Comment EDF veut inciter financièrement ses clients à décaler leur consommation

Inciter les clients particuliers et entreprises à consommer en dehors des jours et des heures de pointe pour soulager le réseau et éviter les mesures de délestage, c’est-à-dire les coupures tournantes d’électricité organisées. C’est ce à quoi travaille EDF grâce à un vaste plan de communication, à l’approche d’un hiver particulièrement tendu pour le système énergétique, qui fait face à la fois à une crise gazière et électronucléaire. L’entreprise, bientôt entièrement dans les mains de l’Etat, répond ainsi à la demande du gouvernement, qui pousse depuis cet été les fournisseurs à revoir leur grille tarifaire pour passer l’hiver.
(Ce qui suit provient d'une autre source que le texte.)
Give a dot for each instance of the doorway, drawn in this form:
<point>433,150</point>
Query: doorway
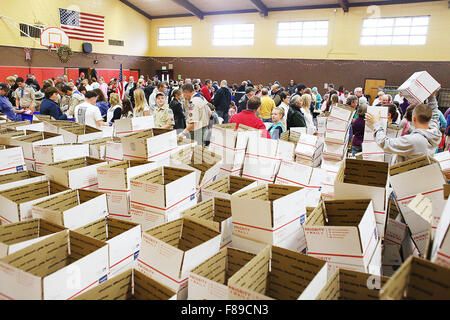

« Nous ne sommes pas confrontés à un manque d’énergie, mais de puissance. Entre 18h et 20h, la puissance appelée augmente à des niveaux très élevés. Il faut écrêter cette pointe », a expliqué Marc Benayoun, directeur exécutif d’EDF, en charge des clients, services et territoires, lors d’un point presse ce lundi 10 octobre. « L’effacement permettra certainement d’éviter le délestage à cette heure-là. Nous menons des actions très fortes sur le périmètre de notre portefeuille clients pour trouver des gisements d’effacement. Cela aura une valeur très importante pour sécuriser le système électrique », a-t-il assuré.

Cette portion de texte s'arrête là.